Pier Giorgio Chiara, who has in the past contributed to this blog on several occassions, has published a research article on the CRA Proposal in the International Cybersecurity Law Review ([2022] 225 – 272). His article outlines the content of the CRA Proposal and also addresses the interplay with the forthcoming NIS 2.0 Directive.
Abstract:
The EU Commission presented on 15 September 2022 the proposal for a ‘Regulation on horizontal cybersecurity requirements for products with digital elements amending Regulation (EU) 2019/1020’ (Cyber Resilience Act, CRA). This long-awaited piece of legislation would complement EU cybersecurity acquis by laying down horizontal cybersecurity requirements for all products with digital elements. This article sheds light on the ‘horizontal’ character of the CRA proposal by highlighting its main pillars.

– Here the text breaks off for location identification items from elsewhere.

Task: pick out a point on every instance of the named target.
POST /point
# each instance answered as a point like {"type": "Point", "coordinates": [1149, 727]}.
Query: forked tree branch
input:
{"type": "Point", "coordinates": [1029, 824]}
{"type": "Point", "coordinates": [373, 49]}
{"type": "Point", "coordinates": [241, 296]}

In particular, the contribution takes into account the new set of obligations placed on economic operators, the conformity assessment procedures as well as the market surveillance framework and the interplay with other legislative initiatives, both in the policy area and outside EU cybersecurity law. Against the backdrop of the sectoral regulatory approach adopted thus far by the Commission vis-à-vis cybersecurity requirements for products, horizontal intervention is needed to ensure legal certainty, avoiding duplicative obligations and further market fragmentation.